Расти сделался пурпурно-красным. Он взглядом искал поддержки у друзей, которые, казалось, сами осуждали его.
— Ты должен поступить с ней честно, сеньор Расти, — сказал Карлос.
Тут же все дружно закивали головами, соглашаясь со словами Карлоса.
— Это же твой ребенок, Расти, — добавил один из работников. — Тебе нельзя забывать об этом.
— Да кто сказал, что он мой? Никогда не слышал, чтобы люди женились на ночных бабочках только потому, что провели с ними одну веселенькую ночку. Откуда я знаю, что после меня у нее никого не было? Может, она просто устроила мне ловушку. Если бы я был уверен, что она говорит правду, я бы женился на ней и дал ребенку свое имя. Но все это слишком подозрительно. — Расти откашлялся и, схватив «девушку» за плечо, спросил: — Почему ты решила, что это моя вина? Откуда ты вообще знаешь, что у тебя будет ребенок?

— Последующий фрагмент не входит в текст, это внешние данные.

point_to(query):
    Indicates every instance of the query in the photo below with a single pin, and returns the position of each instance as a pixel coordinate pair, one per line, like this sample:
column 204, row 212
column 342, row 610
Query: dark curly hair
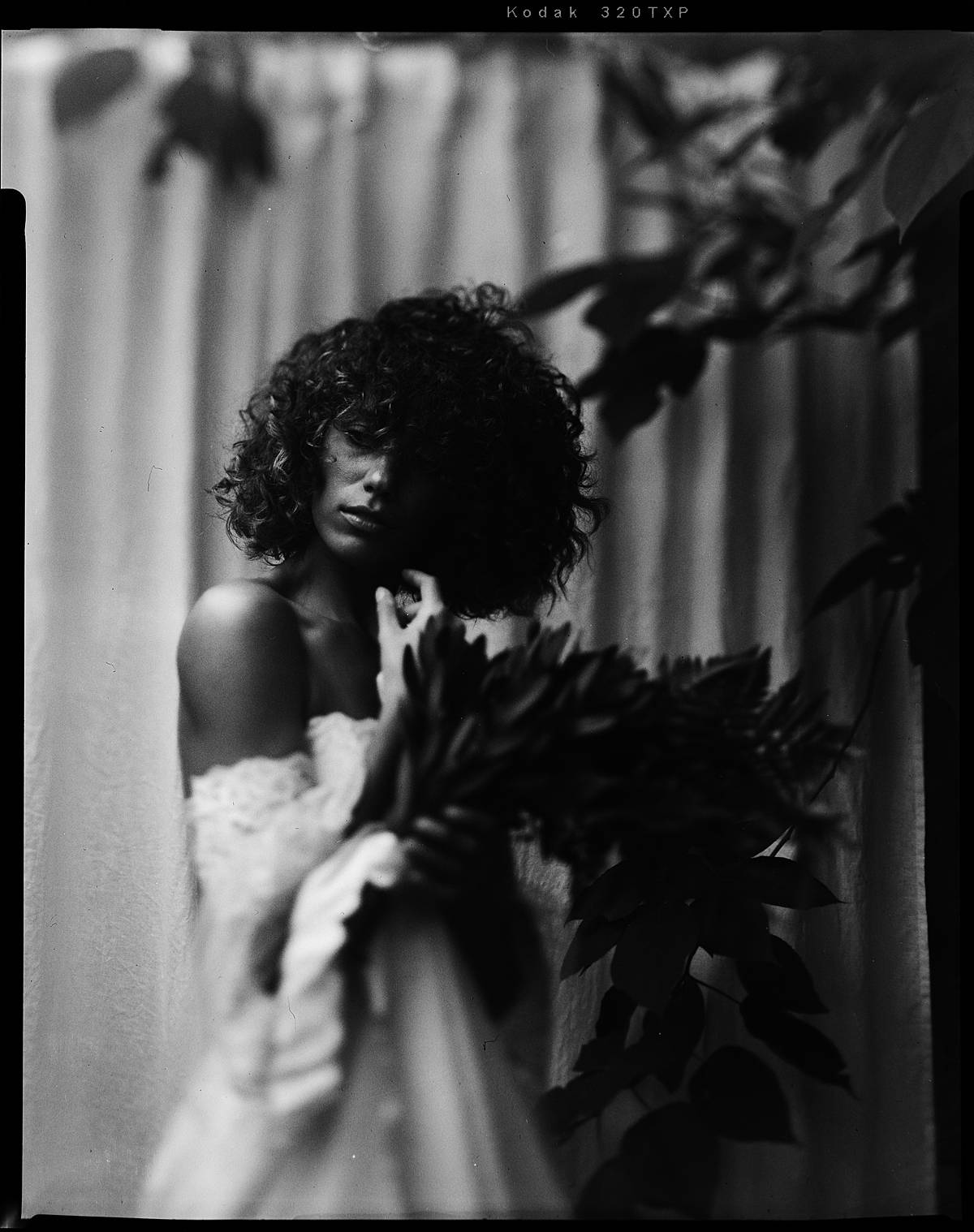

«Девушка» начала перечислять свои симптомы. Тут Джесс побледнела и задрожала. Она как будто услышала описание своей таинственной болезни. Она много раз видела, как вынашивают детенышей и рожают животные, но не знала, что на ранних сроках беременности у женщин случаются утренние недомогания и другие неприятности, так как Джесс было всего десять лет, когда ее мама носила Тома. Неожиданно ей открылась вся правда. Джесс почувствовала, что ей страшно. На нее навалилась слабость, закружилась голова.